Avec les années, la Ligue romanche ("Lia Rumantscha"), fondée en 1919 (avec siège à Coire), a perdu un peu de sa crédibilité du fait que ses orientations se sont éloignées des besoins concrets des locuteurs. L'introduction du rumantsch grischun a mécontenté les populations dans les régions montagnardes où les parlers locaux, ce qu'on appelle les idiomes, ont survécu pourtant durant des siècles. Ces populations considèrent que le romanche grison a été construit artificiellement et qu'il ne pourra remplacer l'allemand comme langue véhiculaire. Mais surtout, les locuteurs des parlers locaux craignent de voir disparaître leur idiome particulier auquel ils tiennent. De plus, les parents craignent que les enfants ne soient surchargés de travail à l'école: non seulement ils doivent déjà apprendre le suisse allemand et l'allemand, mais en plus deux formes de romanche. Sans parler de l'anglais ou du français...
- Les idiomes en voie d'extinction?
Depuis de nombreuses décennies, on parle du romanche ou de ces idiomes comme une langue en voie d'extinction. Effectivement, le nombre des locuteurs du romanche baisse de décennie en décennie. En 1970, le romanche était la première langue de 23 % des citoyens suisses dans les Grisons, alors qu’en 2000 ils n’étaient plus que 14 %, et 13,2 % en 2024. Selon l’Atlas des langues en danger de l’UNESCO, le romanche est une langue en voie de disparition. Alors que dans la première moitié du XIXe siècle la majorité de la population grisonne parlait le romanche, aujourd'hui, seulement un cinquième environ le parle. Dans toute la Suisse, quelque 60 000 personnes parlent encore cette langue. Le romanche est employé entre 27 000 et 40 000 personnes comme langue principale, ce qui correspond à environ 0,5% de la population suisse, mais entre 10% et 21% de celle des Grisons.

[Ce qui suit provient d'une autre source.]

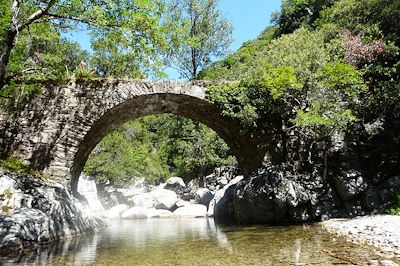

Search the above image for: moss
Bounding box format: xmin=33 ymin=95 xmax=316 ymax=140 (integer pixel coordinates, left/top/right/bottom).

Statistiques des langues dans le canton des Grisons de 1880 à 2000
1880 | 1980 | 1990 | 1990 | 2000 | 2000 | |
Langue maternelle | Langue maternelle | Langue la mieux maîtrisée | Langue régulièrement parlées en famille |
Langue la mieux maîtrisée | Langue régulièrement parlées en famille | |
Allemand | 43 664 (46,0%) |
98 645 (59,9%) |
113 611 (65,3%) |
144 439 (83,1%) |
127 755 (68,3%) |
157 827 (84,4%) |
Romanche | 37 794 (39,8%) |
36 017 (21,9%) |
29 679 (17,0%) |
41 067 (23,6%) |
27 038 (14,5%) |
40 168 (21,5%) |
Italien | 12 976 (13,7%) |
22 199 (13,5%) |
19 190 (11,0%) |
39 089 (22,5%) |
19 106 (10,2%) |
42 901 (22,9%) |
Autres | 557 (0,6%) |
7 780 (4,7%) |
11 410 (6,6%) |
- | 13 159 (7,0%) |
- |
Total | 94 991 (100%) |
164 641 (100%) |
173 890 (100%) |
- | 187 058 (100% |
- |
Selon leurs propres déclarations, quelque 100 000 personnes en Suisse pourraient comprendre la langue romanche. C'est une fait que de plus en plus de petites langues meurent ou sont en voie de disparition, mais le romanche est toujours vivant chez les personnes qui le parlent, et elles le parlent quotidiennement. Néanmoins, il est clair que la langue romanche vit une période extrêmement difficile, dans la mesure où elle perd progressivement du terrain face aux deux autres langues du canton, l'allemand et l'italien. La population romanche diminue régulièrement et l’on peut prévoir que dans quelques dizaines d’années, seuls les vieillards s’exprimeront encore dans cette langue perdue définitivement pour l’humanité.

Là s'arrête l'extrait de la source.